Bir Anadolu kentinin de uluslararası boyutta bir film festivali yapabileceğini bu yıl 4'üncüsü yapılan Malatya Film Festivali'nde bizzat yaşadık. Kente inen uçaklar ünlü yabancı yönetmen ve oyuncuları, Türk sinemasının unutulmaz isimlerini taşıyıp durdu geçen hafta.
İstanbul'dan bir grup gazeteci Malatya Belediyesi Kültür A.Ş'nin davetlisi olarak kentte 3 gün geçirdik ve sadece film festivaline katılmayıp, Malatya'nın binlerce yıl öncesine giden tarihiyle önemli ilçelerinden Arapgir ve diğer ilçeleri Arguvan ile Doğanşehir'e de ziyaretler yapıp, yerel yönetimlerle bir araya gelip seyahatimizi bir kültür, sanat ve ekonomi programına dönüştürdük.

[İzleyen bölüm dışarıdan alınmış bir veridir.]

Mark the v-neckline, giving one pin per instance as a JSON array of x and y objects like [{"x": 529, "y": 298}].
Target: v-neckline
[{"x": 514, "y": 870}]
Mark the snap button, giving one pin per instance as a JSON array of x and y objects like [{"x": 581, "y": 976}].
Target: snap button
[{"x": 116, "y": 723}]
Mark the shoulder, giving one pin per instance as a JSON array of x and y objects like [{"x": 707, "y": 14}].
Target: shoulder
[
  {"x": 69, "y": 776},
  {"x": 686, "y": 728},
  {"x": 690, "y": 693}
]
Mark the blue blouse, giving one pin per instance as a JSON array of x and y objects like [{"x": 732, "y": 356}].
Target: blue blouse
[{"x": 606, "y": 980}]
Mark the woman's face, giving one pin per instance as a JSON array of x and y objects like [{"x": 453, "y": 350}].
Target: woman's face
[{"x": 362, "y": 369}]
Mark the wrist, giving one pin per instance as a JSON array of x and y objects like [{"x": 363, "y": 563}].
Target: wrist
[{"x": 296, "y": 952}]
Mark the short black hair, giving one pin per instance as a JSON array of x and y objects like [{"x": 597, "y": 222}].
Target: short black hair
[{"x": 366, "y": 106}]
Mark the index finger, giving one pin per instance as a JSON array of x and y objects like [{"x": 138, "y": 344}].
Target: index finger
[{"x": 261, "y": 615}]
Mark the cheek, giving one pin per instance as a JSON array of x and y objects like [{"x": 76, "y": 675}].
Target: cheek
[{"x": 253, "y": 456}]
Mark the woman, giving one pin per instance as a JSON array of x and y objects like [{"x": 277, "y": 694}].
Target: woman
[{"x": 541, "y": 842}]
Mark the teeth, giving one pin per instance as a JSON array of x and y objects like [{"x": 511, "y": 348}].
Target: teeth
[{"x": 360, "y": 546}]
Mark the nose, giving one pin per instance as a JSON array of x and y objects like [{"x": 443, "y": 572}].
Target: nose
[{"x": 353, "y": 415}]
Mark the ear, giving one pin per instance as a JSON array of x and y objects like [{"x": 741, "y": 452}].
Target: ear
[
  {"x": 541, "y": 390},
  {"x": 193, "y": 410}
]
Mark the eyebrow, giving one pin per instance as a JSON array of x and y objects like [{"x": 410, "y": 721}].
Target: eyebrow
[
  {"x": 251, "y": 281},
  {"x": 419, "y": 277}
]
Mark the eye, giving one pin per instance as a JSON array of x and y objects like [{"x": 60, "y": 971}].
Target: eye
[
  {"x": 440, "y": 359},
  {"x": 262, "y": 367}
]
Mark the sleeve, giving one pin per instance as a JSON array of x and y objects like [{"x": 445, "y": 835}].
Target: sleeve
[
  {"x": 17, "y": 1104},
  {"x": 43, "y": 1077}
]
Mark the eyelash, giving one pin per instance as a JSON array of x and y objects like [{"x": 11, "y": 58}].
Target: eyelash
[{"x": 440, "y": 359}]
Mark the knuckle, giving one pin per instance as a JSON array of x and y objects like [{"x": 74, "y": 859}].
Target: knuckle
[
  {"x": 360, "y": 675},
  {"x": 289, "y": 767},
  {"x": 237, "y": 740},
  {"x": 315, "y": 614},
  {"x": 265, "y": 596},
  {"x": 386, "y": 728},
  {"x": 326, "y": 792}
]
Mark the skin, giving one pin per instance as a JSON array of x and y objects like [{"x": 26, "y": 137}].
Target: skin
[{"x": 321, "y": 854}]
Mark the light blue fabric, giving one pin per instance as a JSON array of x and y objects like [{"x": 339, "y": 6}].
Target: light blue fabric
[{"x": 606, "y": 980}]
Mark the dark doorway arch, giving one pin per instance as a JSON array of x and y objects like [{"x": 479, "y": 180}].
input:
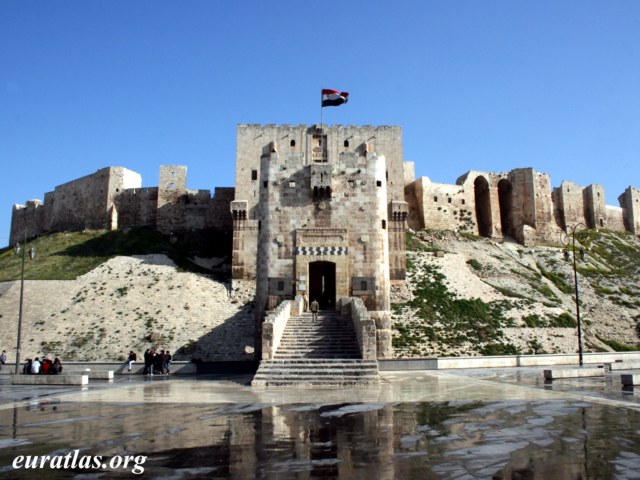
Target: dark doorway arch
[
  {"x": 506, "y": 207},
  {"x": 483, "y": 206},
  {"x": 322, "y": 284}
]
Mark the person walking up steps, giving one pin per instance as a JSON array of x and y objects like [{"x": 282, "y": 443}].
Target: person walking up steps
[{"x": 314, "y": 307}]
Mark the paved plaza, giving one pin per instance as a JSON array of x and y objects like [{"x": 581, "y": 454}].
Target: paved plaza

Malatya Valisi Vasip Şahin kayısısıyla marka şehir haline gelen Malatya'nın kültür sanat alanında öne çıkması için yoğun çaba içinde. Sabah gazetesi ve A Haber'in de sponsorları arasında olduğu festivalde Filiz Akın ve Eşref Kolçak'a onur ödülü verildi. Kemal Sunal unutulmadı. Birçok sanatçıyla ilgili hazırlanan kitaplar konuklara dağıtıldı. Vali Şahin'le yaptığımız sohbette geriye tek bir konunun kaldığını öğrendik, o da bu festivalin valilik bünyesinden çıkarılıp bağımsız bir yapıya kavuşturulması. 1 milyon lira gibi kısıtlı bir bütçeyle harikalar yaratıldığını görmüş olduk. Vali Şahin haklı. Böylesi bir festival artık valilelerin inisiyatifine bağlı kalmamalı.
Malatya Büyükşehir Belediye Başkanı Ahmet Çakır'ın ve Battalgazi'den belediye başkanı aday adaylığını açıklayan Kültür A.Ş Genel Müdürü Murat Nalçacı'nın hem yoğun hem heyecanlı olduğu günlerdi. Türkiye'nin her yerindeki seçim heyecanına burada da girilmiş belli ki ama biz daha çok Malatya'nın projelerine ve kültürel zenginliğini öne çıkaracak olan projelerin ne durumda olduğuna kulak kabarttık.
Bu seyahatte dikkatimi en çok, canla başla çalışan ve bulundukları yerin yerlisi gibi davranan kaymakamların çektiğini söylemeliyim. Arguvan Kaymakamı Zafer Oktay, Arapgir Kaymakamı Ercan Turan, bölgede kültürün ve tarihin korunması, gün ışığına çıkması için müthiş çaba gösteriyor. Okuma yazma oranı bu ilçelerde yüzde 98'lere ulaşmış durumda.
Her ne kadar bir Çinli şirketin bakır madeni işletmek için bölgeye gelmesinin ve 300 kişiyi istihdam edecek olmasının heyecanını duyanlar olsa da doğal hayatı korumak isteyen halkın da Arguvan ve Köyleri Doğal Hayatı Koruma Derneği kurmuş olduğu gözümüzden kaçmadı.
28 Osmanlı paşası çıkaran Arapgir'deki birçok konağın Kaymakam Ercan Turan'ın gayretli girişimleri, yerel yönetim, üniversite ve özel sektör işbirliği ile restorasyonu ise ayrı bir yazı konusu aslında. Gördüğümüz konaklar, Arapgir'in muhteşem kanyonları, İlhanlı döneminde kalma Ulu Cami'yi anlatmaya sayfamız yetmeyecek.
Daha LC Waikiki'nin patronu Vahap Küçük'le Doğanşehir'deki çiftliğindeki buluşmamızın detayları var. İş'te Hayat çekimi nedeniyle benim katılamadığım ancak gazeteci arkadaşlarımın anlata anlata bitiremediği Türkiye'nin en büyük beş mağarasından biri olan Damlataş Mağarası'nın turistler için bir cazibe merkezine dönüştürülmesini ve en azından yolunun düzeltilmesini umut ederek yazıya nokta koyuyorum.